Diana Introduction

With the strategy to divide and conquer on JNoSQL. The Diana was born, it has the goal to be the communication layer easy and extensible. The extensibility is more than important, that is entirely necessary once the API must support specific feature in each database. Nonetheless, the advantage of a common API is a change to another database provider has lesser than using the specific API.

To cover the four kinds of database, this API has four packages, one for each data bank.

  • org.jnosql.diana.column

  • org.jnosql.diana.document

  • org.jnosql.diana.key

There isn't communication API because of the Graph API already does exist, that is Apache TinkerPop.

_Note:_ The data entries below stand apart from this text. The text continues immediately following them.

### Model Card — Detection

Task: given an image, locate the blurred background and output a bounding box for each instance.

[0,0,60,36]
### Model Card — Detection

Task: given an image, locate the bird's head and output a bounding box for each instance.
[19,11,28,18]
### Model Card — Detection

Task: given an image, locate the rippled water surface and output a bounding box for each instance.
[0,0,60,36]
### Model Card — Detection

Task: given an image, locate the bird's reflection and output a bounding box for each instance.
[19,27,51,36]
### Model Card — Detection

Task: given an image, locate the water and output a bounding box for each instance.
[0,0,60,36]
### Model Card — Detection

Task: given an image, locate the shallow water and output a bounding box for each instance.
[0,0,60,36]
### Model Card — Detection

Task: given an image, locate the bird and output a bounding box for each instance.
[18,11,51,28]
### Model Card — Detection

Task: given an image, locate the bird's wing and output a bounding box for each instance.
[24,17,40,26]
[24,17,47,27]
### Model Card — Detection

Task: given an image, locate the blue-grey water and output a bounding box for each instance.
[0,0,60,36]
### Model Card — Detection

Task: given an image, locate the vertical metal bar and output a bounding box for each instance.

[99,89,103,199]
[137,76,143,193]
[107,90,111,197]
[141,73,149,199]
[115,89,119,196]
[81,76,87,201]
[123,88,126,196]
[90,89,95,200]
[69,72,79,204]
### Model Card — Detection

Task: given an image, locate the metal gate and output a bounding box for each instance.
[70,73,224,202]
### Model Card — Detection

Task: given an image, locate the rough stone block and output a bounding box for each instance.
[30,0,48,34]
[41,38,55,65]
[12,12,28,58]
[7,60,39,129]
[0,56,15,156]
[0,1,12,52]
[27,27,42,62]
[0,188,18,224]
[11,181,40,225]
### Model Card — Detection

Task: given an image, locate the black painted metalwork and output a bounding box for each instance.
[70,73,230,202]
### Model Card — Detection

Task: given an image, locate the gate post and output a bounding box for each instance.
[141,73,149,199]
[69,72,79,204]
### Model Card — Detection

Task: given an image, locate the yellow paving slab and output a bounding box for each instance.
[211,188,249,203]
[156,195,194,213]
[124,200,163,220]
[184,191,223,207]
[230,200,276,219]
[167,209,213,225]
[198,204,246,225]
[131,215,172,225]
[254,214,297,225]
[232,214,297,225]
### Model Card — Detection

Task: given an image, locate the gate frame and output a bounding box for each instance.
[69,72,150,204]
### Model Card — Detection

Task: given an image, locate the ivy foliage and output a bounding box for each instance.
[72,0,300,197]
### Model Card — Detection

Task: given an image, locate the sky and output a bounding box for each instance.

So, if a database is multi-model, has support to more than one database, it will implement an API to each database which it supports. Also, each API has the TCK to prove if the database is compatible with the API. Even from different JSR it tries to use the same nomenclature:

  • Configuration

  • Factory

  • Manager

  • Entity

  • Value

The Diana project

Diana has four parts:

  • The diana-core: The JNoSQL API communication commons to all types.

  • The diana-key-value: The JNoSQL communication API layer to key-value database.

  • The diana-column: The JNoSQL communication API layer to column database.

  • The diana-document: The JNoSQL communication API layer to document database.

To the Graph communication API, there is the Apache TinkerPop that won't be covered in this documentation.